La calle parecía un escenario. Me costaba distinguir lo real de lo
irreal. El anonimato me sorprendía y sólo caminaba, miraba a mamá, daba pasos.
Había que apurarse, los doctores no esperarían mucho. Tocamos el portero
eléctrico del doctor. Sonó como un estruendo. Subimos.
El departamento, sórdido. Los
muebles de roble, los decorados, nudos,
moños gruesos y cintas. Las cortinas, de una tela aterciopelada color verde
oscuro, y emblemas heráldicos.
El doctor dijo:
-Adelante, pase.
Con la cabeza baja y poco entusiasmo, con esperanza de que
terminaran, de una vez por todas, esa visita, las tardes, las noches y el
sonido del reloj amarillo, pasé.
El psiquiatra me miró con sus ojos color roble, densos,
atemorizantes. Hablamos un poco de cosas que nunca habían sucedido, relatos
inconsistentes, repeticiones de sugerencias anteriores, dijo:
-Vamos a hacer tabula rasa.
Al fin había concluido. Ahora entraba mamá, con botas negras y
pollera roja. Yo tenía que esperar afuera. Esa sala de estar parecía un
mausoleo. Se escuchaban los gritos de mamá y yo concentraba mi fuerza en los
tendones, protegidos por una capa fina de halopidol. Sabía que mis ojos no volverían a ser los
mismos, cuando los vi en el espejo con marco estilo rococó de la sala. Noté mi mirada tosca, parecía salir de una película de
terror de zombies. No había gracia, juventud ni alegría. Parecía la mirada de
un asesino serial, sin brillo, el reflejo de una mente sin consciencia ni alma.

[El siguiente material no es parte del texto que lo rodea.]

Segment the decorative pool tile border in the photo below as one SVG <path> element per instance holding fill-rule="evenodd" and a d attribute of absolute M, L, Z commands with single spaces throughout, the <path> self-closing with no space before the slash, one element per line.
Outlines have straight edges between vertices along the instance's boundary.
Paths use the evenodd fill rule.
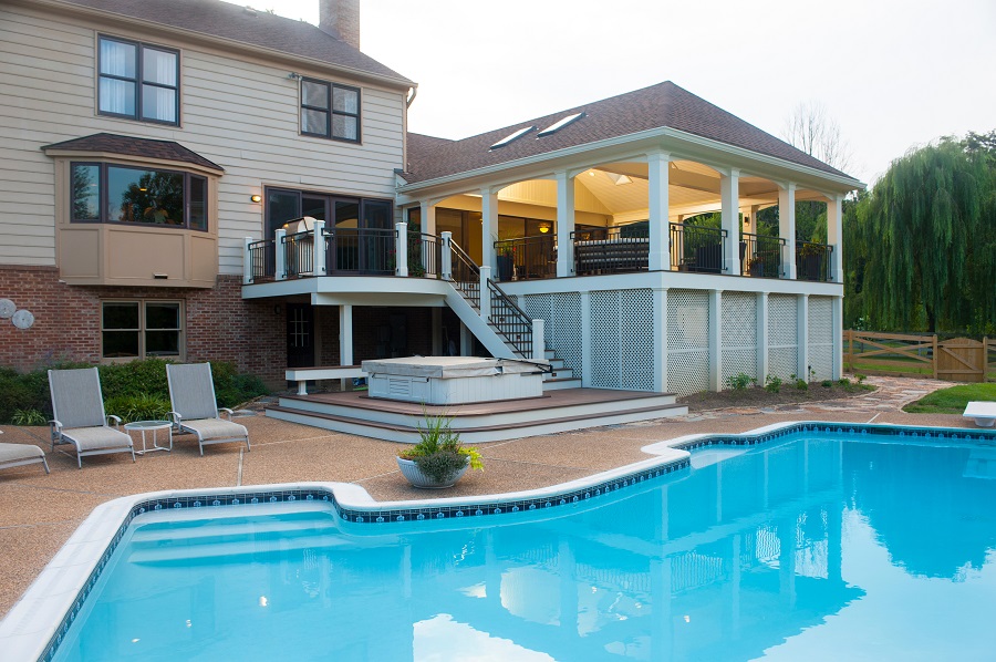
<path fill-rule="evenodd" d="M 986 431 L 961 431 L 957 428 L 930 428 L 930 427 L 900 427 L 892 425 L 873 425 L 864 423 L 795 423 L 777 430 L 759 434 L 744 435 L 710 435 L 678 443 L 672 446 L 679 451 L 695 451 L 709 446 L 756 446 L 766 444 L 777 439 L 792 436 L 800 432 L 812 432 L 822 434 L 844 434 L 848 436 L 860 435 L 881 435 L 894 436 L 899 438 L 910 438 L 911 441 L 953 441 L 953 442 L 983 442 L 996 444 L 996 432 Z M 289 504 L 294 501 L 324 501 L 331 503 L 335 511 L 345 521 L 355 524 L 390 524 L 390 523 L 411 523 L 424 520 L 438 520 L 448 518 L 474 518 L 484 516 L 500 516 L 512 513 L 536 511 L 567 506 L 580 501 L 590 500 L 610 493 L 616 493 L 620 489 L 635 487 L 649 479 L 658 478 L 686 469 L 691 466 L 691 462 L 678 459 L 671 463 L 662 464 L 655 467 L 640 469 L 622 476 L 616 476 L 609 480 L 587 486 L 580 489 L 573 489 L 554 495 L 544 495 L 541 497 L 499 501 L 499 503 L 470 503 L 461 505 L 447 506 L 413 506 L 409 508 L 390 508 L 390 509 L 356 509 L 342 506 L 331 489 L 328 488 L 304 488 L 304 489 L 280 489 L 280 490 L 252 490 L 245 489 L 237 493 L 225 495 L 193 495 L 178 497 L 154 498 L 135 504 L 128 511 L 127 516 L 117 528 L 111 544 L 101 555 L 100 560 L 86 580 L 83 589 L 76 596 L 72 607 L 62 618 L 55 633 L 49 640 L 44 652 L 39 656 L 40 661 L 50 662 L 55 658 L 59 645 L 65 639 L 73 620 L 83 608 L 87 596 L 96 586 L 101 577 L 101 572 L 111 561 L 111 557 L 117 549 L 118 544 L 125 536 L 128 526 L 139 515 L 164 510 L 180 510 L 190 508 L 219 508 L 224 506 L 242 506 L 257 504 Z"/>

La mirada de una psicótica.
Mamá salió enojada del consultorio y el psiquiatra me sonrió con
cierta perversión en su rostro y me dijo:
-Hasta la próxima, Griselda.
Mamá no hablaba. Parecía enfurecida. Me dijo que íbamos a consultar
a otro doctor. Yo pensaba, después de tantos que habíamos visitado, sería
igual, no serviría de nada.
Fuimos a tomar un café. Tomá té, me dijo mamá. Yo odiaba que me
diera esa indicación tanto como no poder tomar decisiones y le dije, bueno, té.
El té de tilo no tenía sabor a nada. La boca roja de mamá pegada a
la taza de café dejaba restos de rouge. Ella sonreía cada vez que pasaba
alguien, parecía estar muy tranquila. Al contrario, yo estaba muy disgustada y
angustiada por los gritos que había escuchado en la visita al doctor. Ella
parecía plácida, distendida, hasta casi alegre.

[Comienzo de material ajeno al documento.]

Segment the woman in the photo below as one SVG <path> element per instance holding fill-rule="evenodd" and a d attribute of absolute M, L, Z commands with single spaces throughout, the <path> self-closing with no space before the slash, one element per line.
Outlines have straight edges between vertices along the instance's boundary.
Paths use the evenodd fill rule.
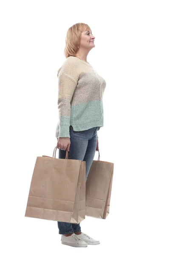
<path fill-rule="evenodd" d="M 103 126 L 102 96 L 106 82 L 87 61 L 95 47 L 89 26 L 77 23 L 68 30 L 64 54 L 58 71 L 59 121 L 56 128 L 59 158 L 86 161 L 86 180 L 99 150 L 97 131 Z M 80 224 L 58 221 L 63 244 L 76 247 L 100 242 L 81 232 Z"/>

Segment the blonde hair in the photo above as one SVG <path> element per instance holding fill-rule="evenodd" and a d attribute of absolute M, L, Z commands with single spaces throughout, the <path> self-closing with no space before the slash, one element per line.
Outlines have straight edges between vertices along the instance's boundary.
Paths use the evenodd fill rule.
<path fill-rule="evenodd" d="M 91 30 L 87 24 L 76 23 L 69 28 L 67 32 L 64 54 L 66 58 L 75 56 L 80 42 L 81 34 L 86 30 Z"/>

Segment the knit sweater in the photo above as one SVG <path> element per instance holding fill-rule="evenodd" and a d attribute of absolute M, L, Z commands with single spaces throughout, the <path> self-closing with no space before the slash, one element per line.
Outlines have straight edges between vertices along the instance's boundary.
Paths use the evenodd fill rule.
<path fill-rule="evenodd" d="M 59 120 L 56 138 L 70 138 L 70 125 L 75 131 L 103 127 L 102 97 L 106 83 L 92 66 L 71 56 L 59 69 L 57 77 Z"/>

Llamar al mozo me daba vergüenza, a ella le parecía algo tonto y lo
hizo muy tranquila. El mozo le sonrió, me miró con desprecio y ella lo notó sin
incomodarse. Volvió la sonrisa a él y le dijo que se quedara con la propina.

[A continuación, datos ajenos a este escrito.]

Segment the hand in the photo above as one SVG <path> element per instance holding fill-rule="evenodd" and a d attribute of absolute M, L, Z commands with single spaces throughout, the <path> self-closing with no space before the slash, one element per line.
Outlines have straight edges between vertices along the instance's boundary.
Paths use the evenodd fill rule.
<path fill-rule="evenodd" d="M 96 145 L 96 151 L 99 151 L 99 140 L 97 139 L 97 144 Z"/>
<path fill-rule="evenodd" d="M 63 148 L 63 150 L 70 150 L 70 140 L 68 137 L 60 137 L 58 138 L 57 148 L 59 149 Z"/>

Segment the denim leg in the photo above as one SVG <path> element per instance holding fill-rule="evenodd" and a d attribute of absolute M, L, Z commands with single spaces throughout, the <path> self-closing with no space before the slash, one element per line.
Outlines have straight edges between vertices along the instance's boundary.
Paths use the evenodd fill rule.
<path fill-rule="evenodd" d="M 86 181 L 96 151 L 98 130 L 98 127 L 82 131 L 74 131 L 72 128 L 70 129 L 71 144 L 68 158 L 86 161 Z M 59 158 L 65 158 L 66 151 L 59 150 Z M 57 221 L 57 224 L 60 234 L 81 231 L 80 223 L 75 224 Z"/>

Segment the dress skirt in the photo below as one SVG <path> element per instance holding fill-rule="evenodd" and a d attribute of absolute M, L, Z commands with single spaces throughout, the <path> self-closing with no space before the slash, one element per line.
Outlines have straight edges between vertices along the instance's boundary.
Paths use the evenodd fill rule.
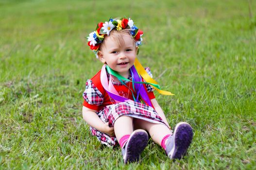
<path fill-rule="evenodd" d="M 109 127 L 114 126 L 116 120 L 122 116 L 165 125 L 162 118 L 152 107 L 133 101 L 109 105 L 97 113 L 103 122 L 108 122 Z M 116 137 L 110 136 L 92 127 L 90 127 L 90 129 L 92 135 L 96 136 L 101 143 L 109 147 L 114 146 L 118 143 Z"/>

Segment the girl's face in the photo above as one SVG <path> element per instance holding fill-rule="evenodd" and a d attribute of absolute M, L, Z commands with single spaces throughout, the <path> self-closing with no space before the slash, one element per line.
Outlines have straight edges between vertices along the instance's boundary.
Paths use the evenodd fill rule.
<path fill-rule="evenodd" d="M 122 35 L 123 45 L 120 46 L 111 37 L 106 37 L 104 46 L 98 52 L 100 60 L 117 71 L 120 75 L 127 78 L 129 69 L 134 64 L 137 48 L 131 35 Z"/>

Cuando llegamos a casa, volví a sentir que estaba al comienzo de un
túnel sin salida. Todo seguiría así. Yo, Griselda, no había vivido, no volvería
a vivir.
Mamá parecía resolver todo en
un camino paralelo de felicidad:
-Voy a prender la estufa, hace mucho frío.
Yo, sentada sobre el sillón del living, esperaba que la fuerza de
ella me moviera hacia alguna acción. Se dirigió a la computadora y no dijo una
sola palabra. Yo le dije que tenía sueño, que iba a acostarme. Ella dijo que
íbamos a comer. Le dije que no quería comer. Un sonido estridente puso mis
nervios de punta:
-¡Y vos nos vas a comer nada! ¡Tenés que comer!
Toda mi fuerza estaba amarrada a las capas del Halopidol, la miré, sabía que era inútil, mis intestinos se
movieron como una serpiente, mis labios parecían estar pegados y secos,
amancillados, mis manos amarradas la una a la otra, mi postura como en un
juicio, mis ojos esperando sentencia irremediable.
…
Sonó el reloj amarillo. Venía de un sueño sin sueños. Mis pies,
pesados como piedras. Fui al comedor. Mamá estaba muerta: atada con una soga,
ensangrentada, amarrada a una silla.
Recordé que no había sido un sueño. La había asesinado la noche
anterior. Fui a apagar la alarma del reloj amarillo, estaba enloqueciéndome.